— Веруете ли вы? — спросил он.

Но не этими словами. Манера выражаться у него более сложная, и в ней проскальзывает смущение, а потому его вопрос прозвучал как что-то неприличное.

— Я просто никогда об этом не задумывался.

— Но не настал ли теперь час задуматься?

Мне хотелось, чтобы он ушел. У меня не было и нет настроения для душеспасительных споров: это занятие для тех, у кого много лишнего времени.

— Боюсь, теперь немного поздновато, падре. Вера — утешение живых, а мертвым, мне кажется, она ни к чему.

— Но вы живы.

— Формально.

— Утешение…

— Спасибо, мне оно не нужно. Я… меня всегда удивляло, почему вы… ну, понимаете… вы… — Я протянул руку и потрогал стоячий воротник, знак его сана. — Ну, представители, словно бы получаете большое удовлетворение, внушая нам страх смерти. Радуйся в господе! Предстань перед ним с песнею! Я знаю, я цитирую не совсем точно, но смысл же именно такой. Я охотно спою:

Далеко ль до Вавилона?
Сто три мили, говорят, сэр.
Я туда успею к ночи?
И воротитесь назад, сэр.

Мое пение больше смахивает на хрип. Он огорченно воздел руки.

— Ваша неуместная шутливость меня удручает.

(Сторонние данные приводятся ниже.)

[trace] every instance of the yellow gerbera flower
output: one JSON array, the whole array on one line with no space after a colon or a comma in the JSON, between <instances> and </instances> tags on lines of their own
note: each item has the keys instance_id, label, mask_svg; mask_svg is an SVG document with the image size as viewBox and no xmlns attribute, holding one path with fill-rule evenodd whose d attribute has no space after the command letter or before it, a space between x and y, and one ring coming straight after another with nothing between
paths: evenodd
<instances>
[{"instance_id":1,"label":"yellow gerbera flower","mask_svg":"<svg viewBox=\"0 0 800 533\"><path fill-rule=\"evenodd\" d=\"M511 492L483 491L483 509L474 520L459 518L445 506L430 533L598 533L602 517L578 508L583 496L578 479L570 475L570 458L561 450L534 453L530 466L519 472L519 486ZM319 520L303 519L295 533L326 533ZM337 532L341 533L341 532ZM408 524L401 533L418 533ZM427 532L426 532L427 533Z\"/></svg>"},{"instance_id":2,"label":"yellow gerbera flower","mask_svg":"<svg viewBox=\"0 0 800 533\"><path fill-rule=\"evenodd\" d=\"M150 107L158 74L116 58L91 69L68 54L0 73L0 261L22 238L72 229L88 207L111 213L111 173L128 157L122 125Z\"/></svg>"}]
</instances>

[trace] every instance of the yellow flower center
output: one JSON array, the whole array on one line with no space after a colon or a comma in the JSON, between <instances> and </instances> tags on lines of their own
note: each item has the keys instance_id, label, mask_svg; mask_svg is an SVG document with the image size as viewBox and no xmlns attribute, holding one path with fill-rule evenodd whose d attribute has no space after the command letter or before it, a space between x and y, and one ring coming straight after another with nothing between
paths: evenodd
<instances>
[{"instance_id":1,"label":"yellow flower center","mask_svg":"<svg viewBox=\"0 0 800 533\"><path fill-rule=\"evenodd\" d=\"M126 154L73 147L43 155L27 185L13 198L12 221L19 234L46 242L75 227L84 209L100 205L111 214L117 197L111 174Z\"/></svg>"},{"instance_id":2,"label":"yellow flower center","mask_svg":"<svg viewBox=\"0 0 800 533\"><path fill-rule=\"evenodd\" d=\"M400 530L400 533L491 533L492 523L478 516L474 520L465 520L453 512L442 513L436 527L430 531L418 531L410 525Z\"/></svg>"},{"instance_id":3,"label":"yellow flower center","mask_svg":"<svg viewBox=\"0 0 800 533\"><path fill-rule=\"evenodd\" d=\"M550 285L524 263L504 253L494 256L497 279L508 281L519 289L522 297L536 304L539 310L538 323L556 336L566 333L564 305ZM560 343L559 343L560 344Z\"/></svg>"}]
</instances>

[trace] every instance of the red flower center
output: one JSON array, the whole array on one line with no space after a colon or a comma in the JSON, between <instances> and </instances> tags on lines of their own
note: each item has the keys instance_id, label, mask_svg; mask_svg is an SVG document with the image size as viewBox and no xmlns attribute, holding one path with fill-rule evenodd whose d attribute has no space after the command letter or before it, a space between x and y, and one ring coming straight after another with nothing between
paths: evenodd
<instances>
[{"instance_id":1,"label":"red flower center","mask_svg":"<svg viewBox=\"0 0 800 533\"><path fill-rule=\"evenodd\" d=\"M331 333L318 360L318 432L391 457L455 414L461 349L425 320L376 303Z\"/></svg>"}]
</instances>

— Извините. Не надо. Ведь каждый по-своему встречает смерть.

Он засунул крест назад под рубашку и застегнул пуговицы. После этого он скоро ушел.

Мне стало жаль, что я его удручил.

Мое детство было одиноким. Я не ищу себе извинений, а просто констатирую факт. От других детей, моих сверстников, меня отгораживали традиционные барьеры сословия и образования. Не то чтобы я получил настоящее образование. Просто череда гувернанток обучала меня череде предметов, пока я не достиг магического десятилетнего возраста и не поступил в ведение младшего священника, который ради добавки к своему скудному жалованью тратил несколько часов в день, пытаясь преподать мне математику, английскую литературу, начала французской грамматики и, конечно, латынь. Латынь была его коньком, и он весь сиял от удовольствия, когда наступала минута открыть одну из множества книг, которые мы с ним переводили. Если на меня находил особенно злой стих, я путался в словах, спотыкался и с наслаждением следил, как его удовольствие угасает прямо на глазах. От него тонко благоухало мятным драже. Примерно раз в час два его белых пальца опускались в карман жилета и извлекали оттуда белый сладкий шарик, который он клал в рот почти украдкой, словно совершая какое-то мелкое преступление.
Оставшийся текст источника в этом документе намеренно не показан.